Galaxy brain question incoming. Could you combine SSL and supervised objectives in some way to improve generalization? Yes, yes. So there is one paper which is supervised contrastive learning. So the way they do it is that they use the labels within a SIEMCLR framework to try to basically do fully supervised learning but with a SIEMCLR objective.

So first of all, we can show that indeed this makes sense and that basically we can explain the empirical result that they had. But actually, we can do a little bit more than that. So if you are in a semi-supervised setting, for example, it may not be clear how to combine those two losses anymore. Or maybe you could say, OK, I have the two and I have a coefficient to weight them. But then you need to do cross-validation and so on. But now from this perspective,

You can combine them in a very principled way and you can understand which weighting makes sense depending on how much sample you have in one or the other. And you can use all the literature again from supervised learning for this setting as well. So this is something you can do very easily with this formulation as well. Okay, so if SSL and Supervisor are two sides of the same coin, I mean, of course, we can use this theoretical framework to design new forms of SSL framework, but

Is the distinction relevant if they are the same thing? I think it's not just two sides of the same coin. SSL is more general than supervised learning. So it's really SSL could be the more general objective to learn representation. The more prior knowledge you have, the more you know about your downstream tasks, the more you know about your labels, and then SSL

slowly becomes supervised learning through the labels that you use for the SSL objective. But then because, as you said, you have this hierarchy now, it does not really make sense to say you have either supervised learning or SSL. Rather, what makes sense is to say, okay, what's this relation matrix? What's this pairwise matrix? If you build it from labels, it's supervised learning. If you build it from other a priori knowledge, for example, two consecutive frames in a video,

basically have the same class, then you are more in an unsupervised SSL setting.
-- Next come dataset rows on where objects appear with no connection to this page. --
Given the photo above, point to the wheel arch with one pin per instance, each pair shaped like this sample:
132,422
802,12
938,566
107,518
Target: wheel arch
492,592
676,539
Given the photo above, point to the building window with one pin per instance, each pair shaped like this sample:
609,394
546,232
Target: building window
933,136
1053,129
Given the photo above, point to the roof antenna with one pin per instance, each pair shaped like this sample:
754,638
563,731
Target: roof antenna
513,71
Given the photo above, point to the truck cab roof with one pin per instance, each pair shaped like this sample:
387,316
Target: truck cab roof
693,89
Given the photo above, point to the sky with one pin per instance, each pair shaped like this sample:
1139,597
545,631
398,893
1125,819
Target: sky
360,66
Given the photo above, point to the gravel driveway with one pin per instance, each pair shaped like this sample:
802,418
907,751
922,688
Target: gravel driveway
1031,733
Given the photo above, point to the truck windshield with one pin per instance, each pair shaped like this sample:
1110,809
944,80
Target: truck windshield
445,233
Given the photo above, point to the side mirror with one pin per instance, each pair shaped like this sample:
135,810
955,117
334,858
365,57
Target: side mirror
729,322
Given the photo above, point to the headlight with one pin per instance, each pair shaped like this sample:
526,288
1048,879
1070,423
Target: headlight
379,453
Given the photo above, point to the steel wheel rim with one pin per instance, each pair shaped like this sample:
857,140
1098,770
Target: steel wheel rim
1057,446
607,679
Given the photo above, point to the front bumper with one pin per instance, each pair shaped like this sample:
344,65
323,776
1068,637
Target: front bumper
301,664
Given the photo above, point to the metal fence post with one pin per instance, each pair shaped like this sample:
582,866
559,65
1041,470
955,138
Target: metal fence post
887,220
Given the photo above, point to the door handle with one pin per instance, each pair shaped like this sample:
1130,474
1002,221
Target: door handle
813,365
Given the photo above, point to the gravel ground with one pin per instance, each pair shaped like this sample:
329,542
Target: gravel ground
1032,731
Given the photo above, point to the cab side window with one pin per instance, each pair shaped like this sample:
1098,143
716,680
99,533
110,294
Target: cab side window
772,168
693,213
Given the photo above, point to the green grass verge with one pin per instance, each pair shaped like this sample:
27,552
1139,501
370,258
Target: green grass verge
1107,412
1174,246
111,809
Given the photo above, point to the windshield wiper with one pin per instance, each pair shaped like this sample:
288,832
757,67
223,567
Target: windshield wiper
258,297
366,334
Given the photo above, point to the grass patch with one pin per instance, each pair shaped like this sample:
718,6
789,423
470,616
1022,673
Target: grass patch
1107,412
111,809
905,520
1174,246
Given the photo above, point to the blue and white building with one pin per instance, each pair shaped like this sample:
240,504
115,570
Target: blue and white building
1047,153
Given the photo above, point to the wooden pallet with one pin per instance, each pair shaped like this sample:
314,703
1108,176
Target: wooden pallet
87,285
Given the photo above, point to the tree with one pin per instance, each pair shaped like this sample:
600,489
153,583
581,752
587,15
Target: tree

But it's all about how do you build this pairwise relation matrix? That's the main question. Very cool. Right, let's move on to the next paper. So, "No Location Left Behind: Measuring and Improving the Fairness of Implicit Representations for Earth Data." So, there's loads and loads of modeling frameworks now that do these implicit neural representations of geospatial Earth data. So, things like climate modeling, resource allocation, environmental modeling.

I was actually interviewing Johannes from NXAI yesterday. I don't know if you know him, but he's working on similar stuff. The problem is you've studied this and you found that there's loads of biases and fairness problems. Yeah, exactly. So basically what we show is that when you want to model, for example, let's say temperature or precipitation to make it simple, and you want to learn, for example, implicit neural representation, it means that you want a model so that if you give a location and a date, for example, it can predict what was the temperature there.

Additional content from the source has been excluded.